Задумавшись, я отвернулся к окну и почувствовал, как по спине пробежал холодок. Буквально в сотне метров от дворца, скорее похожего на большой сарай, рос большой карагач, на его ветке сидел бородатый человек в чалме и прямо на моих глазах прилаживался к ружью, направив его в нашу сторону.
(схема старой Бухары. Под цифрой 5 крепость Арк. Пунктирные и сплошные линии — это городские стены разных веков, правее Арка выделен шахристан, включая ремесленный квартал рабад, с юга к нему примыкает еврейский квартал)

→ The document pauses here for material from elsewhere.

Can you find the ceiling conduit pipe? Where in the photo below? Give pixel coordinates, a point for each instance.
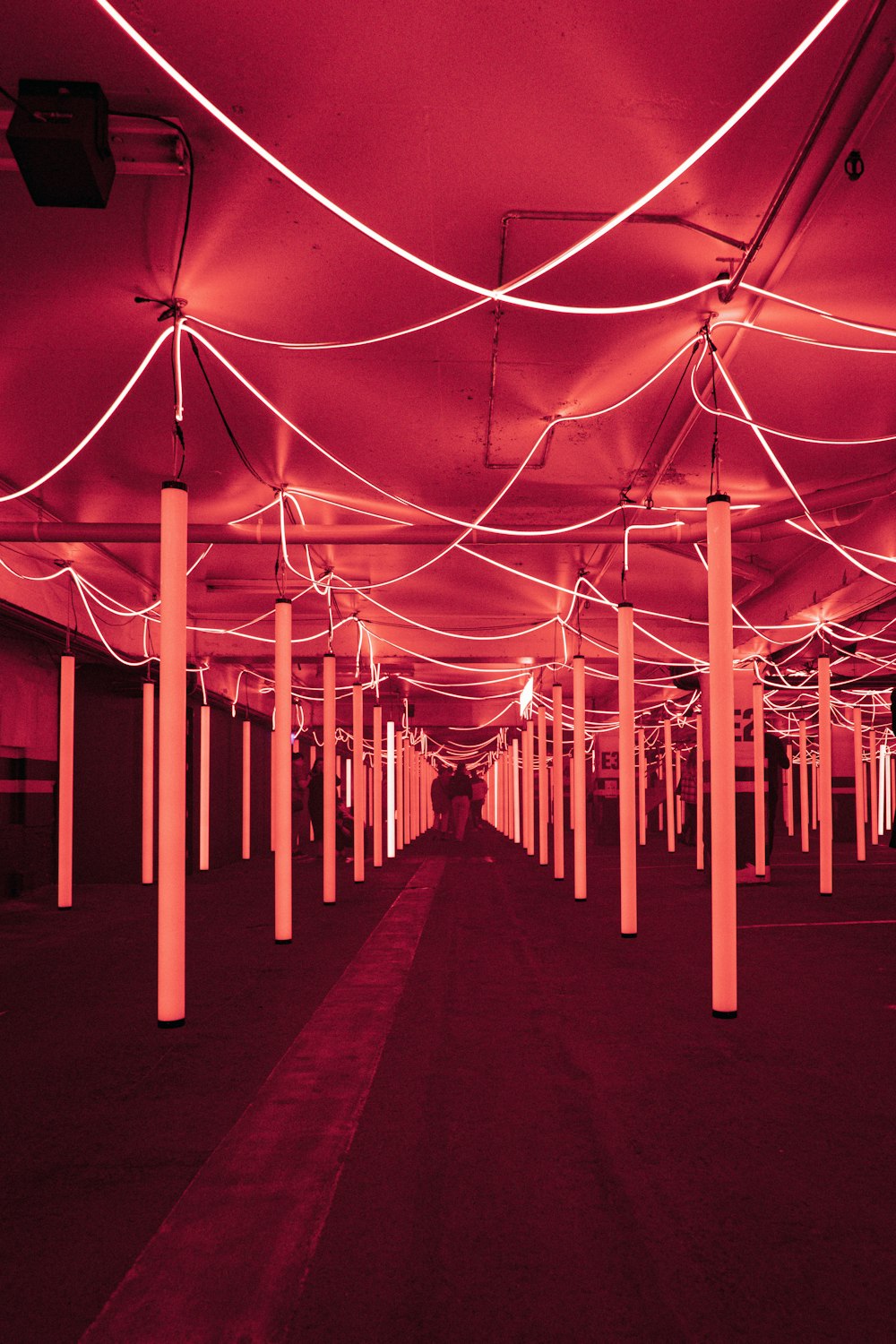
(833, 503)
(821, 118)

(гравюра 1840-х годов. Как видно, в те годы Арк выглядел совсем не так презентабельно, как в нынешнее время после многочисленных реставраций. Нужно также иметь в виду, что во время захвата Бухары войсками М. Фрунзе в 1920 г. Арк подвергся жестокой бомбардировке, включая воздушную, и многие здания были уничтожены, а старинные здания на Регистане были снесены в ходе реконструкции)

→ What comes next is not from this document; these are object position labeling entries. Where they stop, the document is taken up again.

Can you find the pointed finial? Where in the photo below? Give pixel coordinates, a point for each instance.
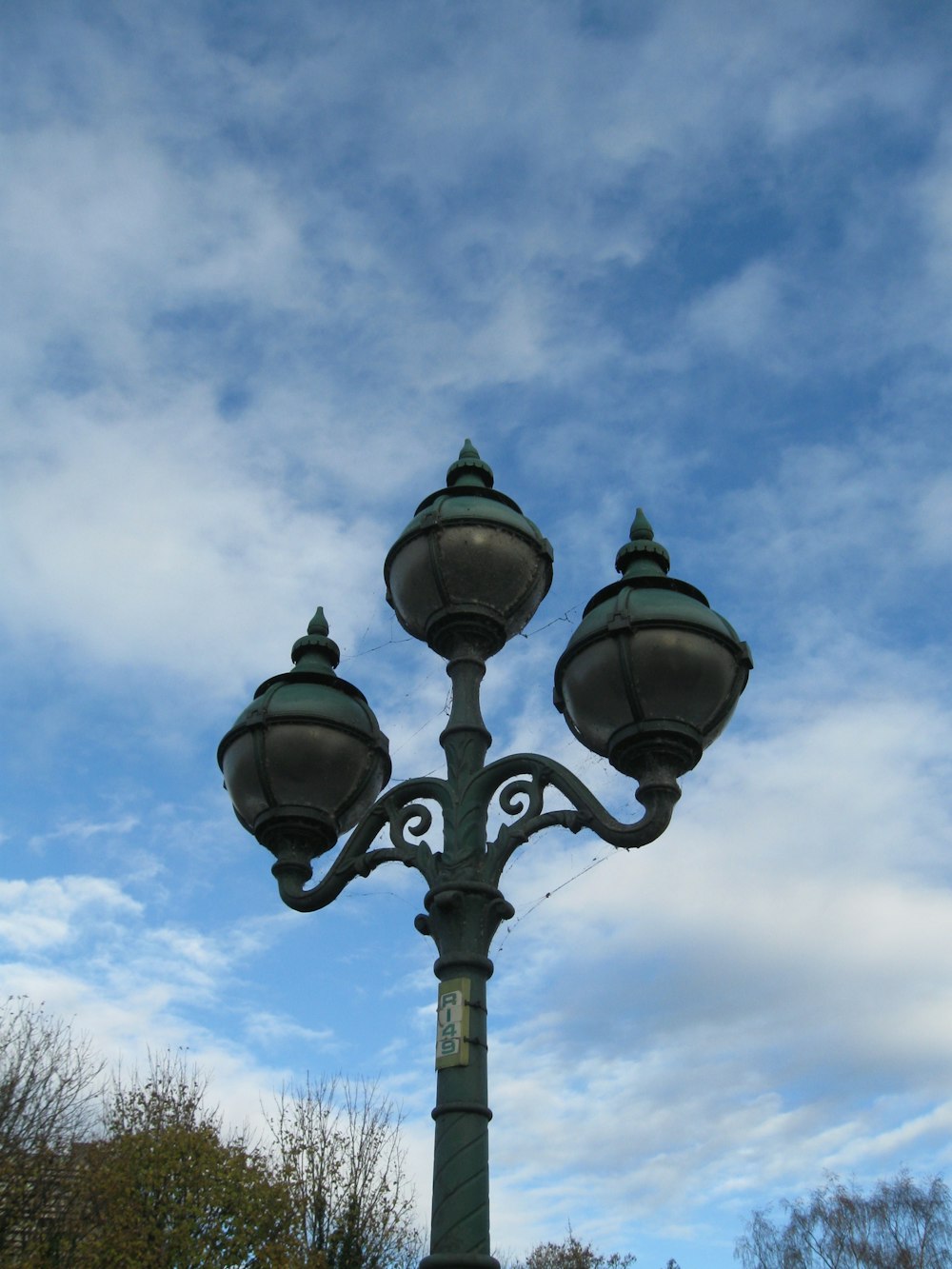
(470, 468)
(319, 624)
(642, 555)
(642, 528)
(314, 651)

(современный вид Арка сверху для общего понимания)
Глава 9
Бухара, караван-сарай Ахмаджон, 5 июля 1801 года, за два дня до прихода русских.
В столице эмирата, под извечно серым от пыли небом, любой день мог обернуться либо благословением, либо проклятием, и эта неопределенность витала в воздухе плотнее, чем запах пережаренных кебабов. А сейчас, когда стала известна новость о приближающихся урусах, и подавно все пребывало в смятении. Дневная суматоха, что бурлила на узких, кривых улочках, к вечеру стихала, уступая место осторожным шагам случайных прохожих и тревожной тишине, нарушаемой лишь далеким лаем собак да редкими возгласами торговцев, спешивших распродать остатки товара. Медраим-Ага из Кундуза, давний гость этих земель, предпочитал сумрак, где тени играли в свои собственные игры, скрывая истинные намерения и лица.

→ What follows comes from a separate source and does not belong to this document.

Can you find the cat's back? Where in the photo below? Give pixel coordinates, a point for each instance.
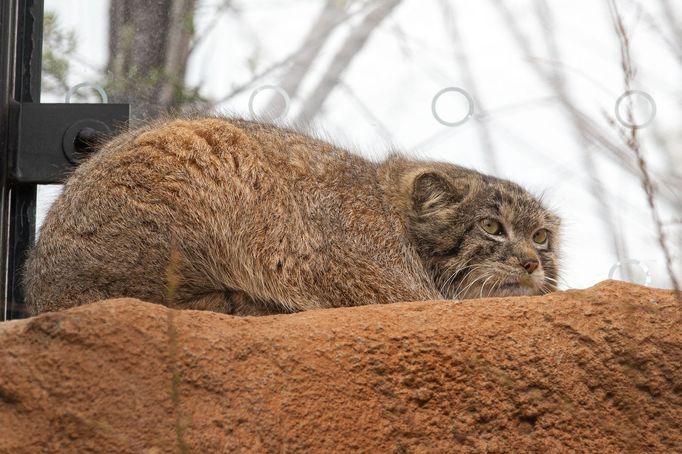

Чайхана в недавно возведенном караван-сарае, которую Медраим избрал для встречи, была одной из сотен подобных заведений, приютившихся в лабиринте древнего города. Она не выделялась ничем особенным — низкие потолки, закопченные стены, продавленные подушки, разбросанные по циновкам на полу, и вечно бурлящий самовар, извергающий облака пара, смешанного с ароматом чая. Тем не менее, здесь царила атмосфера, которую не купить ни за какие деньги — чувство уединенности. Его требуют торговые дела, и в чайхане хватало ниш-келий, где можно было укрыться.
Медраим сидел со своим гостем в самом дальнем углу, куда почти не достигал свет от единственного масляного светильника, подвешенного к потолку, растворяясь в плотной дымке. Ему было важно, чтобы их не видели, не слышали, чтобы даже мысли, казалось, потонули в этой вязкой полутьме. Город был неспокоен, и это ему нравилось. Улемы мутили народ, пятничная молитва так и вовсе чуть не превратилась в городской бунт. И это было хорошо! Тревожность — благодатная почва для тех, кто сеет ветер, ожидая бури.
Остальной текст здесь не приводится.